I stepped closer. “Unsafe like you break down in the middle of the desert with no AC, a dead phone, and a cat that would eat you before help got there.”

Bandit screamed.

Amber muttered, “He would.”

Sienna ignored her. “I have to be in Santa Fe.”

“We’ll get you there.”

“I need my truck.”

“Your truck is done for today.”

“For today?”

“Maybe longer.”

“How much longer?”

“Depends on parts. Depends what the knock is. Depends how much money you want to throw at a truck that might throw it back.”

Her laugh came out small and mean. “Great.”

Regan stepped in gently. “We’ll figure it out.”

Sienna shook her head. “I can figure it out.”

“You don’t have to do it alone.”

That was apparently the wrong thing to say.

Sienna’s face sharpened, all the soft gone in an instant. “I have done almost everything alone. I can handle logistics.”

“I didn’t say you couldn’t,” Regan said.

“No, but everyone keeps saying some version of it.” Her eyes flicked to me. “Reckless. Desperate. Risk. Stray.”

The last word hit Regan. I saw it.

It hit me harder.

Sienna grabbed her coffee off the fender and took a step back, putting space between herself and all of us.

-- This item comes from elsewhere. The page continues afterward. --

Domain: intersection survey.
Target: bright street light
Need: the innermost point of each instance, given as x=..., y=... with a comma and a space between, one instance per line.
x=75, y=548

“I appreciate breakfast. I appreciate the bandage. I appreciate the unsolicited rescue brigade and the roadside autopsy of my truck. But I need to get to Santa Fe today, and I need to do it without becoming everyone’s new project. ”

Quiet settled.

Even Bandit shut up.

I should’ve kept my mouth closed. I knew that.

I didn’t.

“You think needing help makes you weak?”

Her eyes cut to mine. “I think needing help gives people leverage.”

There it was.

Honest enough to bleed.

I stared at her, and something old in me shifted. Rylee in a cream dress on River’s phone. Rylee saying she wanted a life that felt secure. Rylee looking at everything I offered and seeing liability instead of love.

Then Sienna, standing in front of a dead truck wearing grease-smudged jeans and a shirt stuck to her skin, too proud to say she was scared because fear had probably cost her too much before.

I understood leverage.

I understood not wanting anyone’s hand on the back of your neck.

I rubbed my thumb along the rag in my hand. “No leverage.”

She looked suspicious. “What?”

“You need to get to Santa Fe. I’ll take you.”

Her brows pulled together. “In what?”

I nodded toward my bike parked near the side of the house.

Her eyes followed.

Then widened slightly.

“No.”

Regan said, “Actually—”

“No,” Sienna repeated, louder.

Amber leaned against the porch post, smiling like Christmas came early. “This is going to be fun.”

“No, it is not.” Sienna pointed at the bike. “I have luggage. Field equipment. A cat with unresolved violence. I am not straddling a motorcycle behind a man who thinks I’m a cartel intern.”